Dabei war Preußen nach den vielen Kriegen wirtschaftlich am Boden. "Und trotzdem hat man mit dem besten Architekten jener Zeit, mit Karl Friedrich Schinkel, in ein solches Kulturgebäude investiert", erzählt Hermann Parzinger, der scheidende Präsident der Stiftung Preußischer Kulturbesitz, im DW-Interview. Gerade heute, wo Kulturförderung oft infrage gestellt wird, sei das ein wichtiges historisches Signal, betont er.

In der Zeit der Aufklärung galt Bildung als zentrales Gut.

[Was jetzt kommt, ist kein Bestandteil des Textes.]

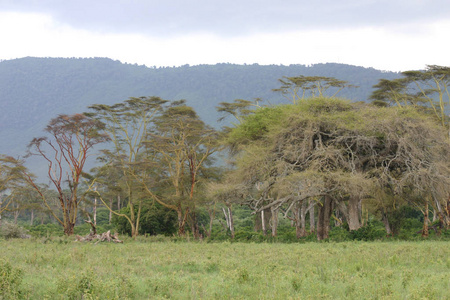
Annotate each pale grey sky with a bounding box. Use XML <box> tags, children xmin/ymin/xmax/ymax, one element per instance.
<box><xmin>0</xmin><ymin>0</ymin><xmax>450</xmax><ymax>71</ymax></box>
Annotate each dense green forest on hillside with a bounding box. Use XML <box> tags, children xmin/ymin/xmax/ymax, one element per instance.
<box><xmin>0</xmin><ymin>57</ymin><xmax>399</xmax><ymax>153</ymax></box>
<box><xmin>0</xmin><ymin>60</ymin><xmax>450</xmax><ymax>246</ymax></box>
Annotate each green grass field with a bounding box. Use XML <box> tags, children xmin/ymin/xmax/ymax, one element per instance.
<box><xmin>0</xmin><ymin>238</ymin><xmax>450</xmax><ymax>299</ymax></box>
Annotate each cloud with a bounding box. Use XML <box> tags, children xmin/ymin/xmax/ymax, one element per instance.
<box><xmin>0</xmin><ymin>0</ymin><xmax>450</xmax><ymax>37</ymax></box>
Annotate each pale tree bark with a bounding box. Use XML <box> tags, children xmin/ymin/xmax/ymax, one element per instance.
<box><xmin>308</xmin><ymin>199</ymin><xmax>316</xmax><ymax>234</ymax></box>
<box><xmin>270</xmin><ymin>207</ymin><xmax>278</xmax><ymax>237</ymax></box>
<box><xmin>381</xmin><ymin>208</ymin><xmax>392</xmax><ymax>236</ymax></box>
<box><xmin>422</xmin><ymin>199</ymin><xmax>430</xmax><ymax>237</ymax></box>
<box><xmin>317</xmin><ymin>196</ymin><xmax>332</xmax><ymax>241</ymax></box>
<box><xmin>108</xmin><ymin>197</ymin><xmax>112</xmax><ymax>224</ymax></box>
<box><xmin>348</xmin><ymin>196</ymin><xmax>361</xmax><ymax>231</ymax></box>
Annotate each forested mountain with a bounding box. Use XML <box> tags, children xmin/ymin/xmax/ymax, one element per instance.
<box><xmin>0</xmin><ymin>57</ymin><xmax>400</xmax><ymax>155</ymax></box>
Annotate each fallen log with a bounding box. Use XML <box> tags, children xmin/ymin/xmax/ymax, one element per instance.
<box><xmin>76</xmin><ymin>230</ymin><xmax>123</xmax><ymax>244</ymax></box>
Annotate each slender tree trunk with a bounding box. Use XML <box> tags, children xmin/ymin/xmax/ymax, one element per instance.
<box><xmin>191</xmin><ymin>211</ymin><xmax>200</xmax><ymax>240</ymax></box>
<box><xmin>14</xmin><ymin>204</ymin><xmax>20</xmax><ymax>225</ymax></box>
<box><xmin>270</xmin><ymin>207</ymin><xmax>278</xmax><ymax>237</ymax></box>
<box><xmin>222</xmin><ymin>207</ymin><xmax>231</xmax><ymax>230</ymax></box>
<box><xmin>422</xmin><ymin>199</ymin><xmax>430</xmax><ymax>237</ymax></box>
<box><xmin>381</xmin><ymin>209</ymin><xmax>392</xmax><ymax>236</ymax></box>
<box><xmin>108</xmin><ymin>197</ymin><xmax>112</xmax><ymax>224</ymax></box>
<box><xmin>261</xmin><ymin>210</ymin><xmax>267</xmax><ymax>236</ymax></box>
<box><xmin>295</xmin><ymin>200</ymin><xmax>308</xmax><ymax>238</ymax></box>
<box><xmin>206</xmin><ymin>208</ymin><xmax>216</xmax><ymax>238</ymax></box>
<box><xmin>348</xmin><ymin>197</ymin><xmax>361</xmax><ymax>231</ymax></box>
<box><xmin>228</xmin><ymin>205</ymin><xmax>234</xmax><ymax>239</ymax></box>
<box><xmin>308</xmin><ymin>199</ymin><xmax>316</xmax><ymax>234</ymax></box>
<box><xmin>317</xmin><ymin>196</ymin><xmax>332</xmax><ymax>241</ymax></box>
<box><xmin>93</xmin><ymin>197</ymin><xmax>97</xmax><ymax>226</ymax></box>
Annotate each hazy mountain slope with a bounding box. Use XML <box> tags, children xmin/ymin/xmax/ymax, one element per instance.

Der Gelehrte und Staatsmann Wilhelm von Humboldt sah Museen als wichtigen Bestandteil seiner Bildungsreformen. "Das Museum war für ihn ein Ort ästhetischer Bildung der Bürger", erklärt Parzinger. "Es ging also nicht nur darum, ein Museum zu bauen - es steckte eine große Vision dahinter. Kunst und Wissenschaft spielten dabei zentrale Rollen."
Neue Museen für wachsende SammlungenWährend der Kolonialzeit wuchs die Sammlung antiker Artefakte deutlich an - gleichzeitig wollten die damaligen Entscheidungsträger auch Werke deutscher Künstler der Romantik präsentieren. Dafür reichte der Platz im Alten Museum bald nicht mehr aus, es mussten neue Museen gebaut werden.
Im Laufe des folgenden Jahrhunderts kamen deshalb vier weitere große Museen zu dem Komplex auf der nördlichen Spreeinsel im historischen Zentrum Berlins hinzu: Das Neue Museum wurde 1859 eröffnet, gefolgt von der Alten Nationalgalerie im Jahr 1876, dem heutigen Bode-Museum (damals hieß es Kaiser-Friedrich-Museum) im Jahr 1904 und schließlich dem Pergamonmuseum, das eigens errichtet wurde, um monumentale Werke wie das Ischtar-Tor aus Babylon zu zeigen. Es wurde 1930 fertiggestellt.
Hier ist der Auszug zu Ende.